Why are solid impact evaluations difficult? Leroy discussed how important it is to embrace the complexity of nutrition-sensitive programs: evaluations should not be limited to quantify the program’s impact, but should also focus on identifying the impact pathways, and estimating the program’s cost. A key challenge problem with measuring impact is establishing what would have happened in the absence of the program, i.e. identifying a valid counterfactual. The gold standard approach is an experimental design in which subjects are randomly assigned to receiving the program or not. The random assignment ensures that the groups are comparable before the start of the program; differences in outcomes between both groups after participation in the program can then be attributed to the program. However, as Leroy clarified, experimental designs are not always feasible, or easy to implement. An alternative to experimental studies is quasi-experimental designs, where statistical techniques are used to create a valid counterfactual.
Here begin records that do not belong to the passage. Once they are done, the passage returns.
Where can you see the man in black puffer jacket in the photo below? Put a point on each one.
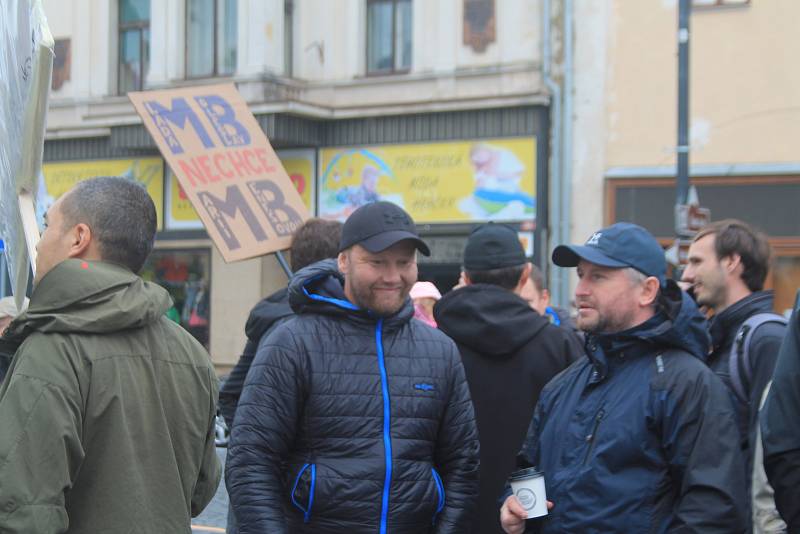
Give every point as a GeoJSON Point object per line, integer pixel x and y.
{"type": "Point", "coordinates": [509, 353]}
{"type": "Point", "coordinates": [354, 418]}
{"type": "Point", "coordinates": [317, 239]}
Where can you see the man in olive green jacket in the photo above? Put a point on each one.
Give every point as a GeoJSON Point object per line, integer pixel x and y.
{"type": "Point", "coordinates": [107, 412]}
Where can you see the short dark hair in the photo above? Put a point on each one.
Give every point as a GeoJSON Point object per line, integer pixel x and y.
{"type": "Point", "coordinates": [120, 214]}
{"type": "Point", "coordinates": [537, 278]}
{"type": "Point", "coordinates": [736, 237]}
{"type": "Point", "coordinates": [505, 277]}
{"type": "Point", "coordinates": [317, 239]}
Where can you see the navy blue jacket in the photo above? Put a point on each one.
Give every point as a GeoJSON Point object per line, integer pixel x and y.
{"type": "Point", "coordinates": [640, 435]}
{"type": "Point", "coordinates": [780, 427]}
{"type": "Point", "coordinates": [352, 423]}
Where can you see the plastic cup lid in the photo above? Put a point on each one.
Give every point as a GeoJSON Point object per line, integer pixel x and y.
{"type": "Point", "coordinates": [530, 472]}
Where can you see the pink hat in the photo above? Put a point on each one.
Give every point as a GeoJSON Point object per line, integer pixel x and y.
{"type": "Point", "coordinates": [422, 290]}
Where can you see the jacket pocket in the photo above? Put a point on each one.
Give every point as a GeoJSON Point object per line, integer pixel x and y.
{"type": "Point", "coordinates": [591, 439]}
{"type": "Point", "coordinates": [439, 492]}
{"type": "Point", "coordinates": [306, 481]}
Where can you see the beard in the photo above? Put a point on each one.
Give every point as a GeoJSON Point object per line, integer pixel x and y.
{"type": "Point", "coordinates": [381, 302]}
{"type": "Point", "coordinates": [594, 321]}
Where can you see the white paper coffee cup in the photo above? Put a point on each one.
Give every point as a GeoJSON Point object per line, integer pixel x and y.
{"type": "Point", "coordinates": [528, 486]}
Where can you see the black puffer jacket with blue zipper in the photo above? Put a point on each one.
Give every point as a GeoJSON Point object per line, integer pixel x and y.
{"type": "Point", "coordinates": [353, 423]}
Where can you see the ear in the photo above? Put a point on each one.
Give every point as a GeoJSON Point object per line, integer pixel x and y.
{"type": "Point", "coordinates": [731, 263]}
{"type": "Point", "coordinates": [343, 262]}
{"type": "Point", "coordinates": [649, 293]}
{"type": "Point", "coordinates": [81, 243]}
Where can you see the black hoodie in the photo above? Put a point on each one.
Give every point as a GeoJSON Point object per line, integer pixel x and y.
{"type": "Point", "coordinates": [264, 316]}
{"type": "Point", "coordinates": [509, 353]}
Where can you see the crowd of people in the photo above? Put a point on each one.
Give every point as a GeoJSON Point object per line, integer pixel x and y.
{"type": "Point", "coordinates": [365, 401]}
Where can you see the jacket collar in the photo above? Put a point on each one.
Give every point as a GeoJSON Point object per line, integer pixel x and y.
{"type": "Point", "coordinates": [725, 324]}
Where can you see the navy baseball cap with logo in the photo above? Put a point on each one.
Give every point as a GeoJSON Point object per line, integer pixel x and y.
{"type": "Point", "coordinates": [620, 245]}
{"type": "Point", "coordinates": [379, 225]}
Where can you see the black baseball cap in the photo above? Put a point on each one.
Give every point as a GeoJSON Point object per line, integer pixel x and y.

Understanding how and why programs have an impact, is as important as measuring the impact itself. Identifying the pathways to impact is key to understanding why impact occurred (or did not occur) and helps to improve program delivery. The final component of evaluation studies is to estimate the cost of the program, and its components. In final comment, Leroy emphasized two key requirements of successful and rigorous program evaluations: establishing a strong collaboration between implementers and evaluators and a solid understanding of the program (i.e. working with an evaluation framework).
Dr. Habiba Hassan-Wassef, Health and Nutrition Policy Expert, emphasized the importance of conducting rigorous impact evaluations for designing and implementing effective development programs and policy formulation. She further emphasized that more efforts by program implementers and donors, as well as researchers, should be devoted to exploring opportunities for scaling up existing nutrition-sensitive agricultural development programs. Hassan-Wassef noted that a key challenge in Egypt in this context, and in the nutrition sector more broadly, is the disconnect between the agricultural sector and the health sector, as government officials and other experts from these sectors seem to insufficiently communicate and coordinate with each other. She therefore called upon building institutional bridges between the sectors that help exchanging knowledge and form the basis for close collaboration.
Seminar participants reemphasized that the link between agriculture and nutrition is indeed very important but complex; they shared their experience on some of the challenges in their daily work on that issue. There was broad consensus among the seminar’s speakers and audience that more than one sector is need to join forces in order to effectively reduce malnutrition in Egypt.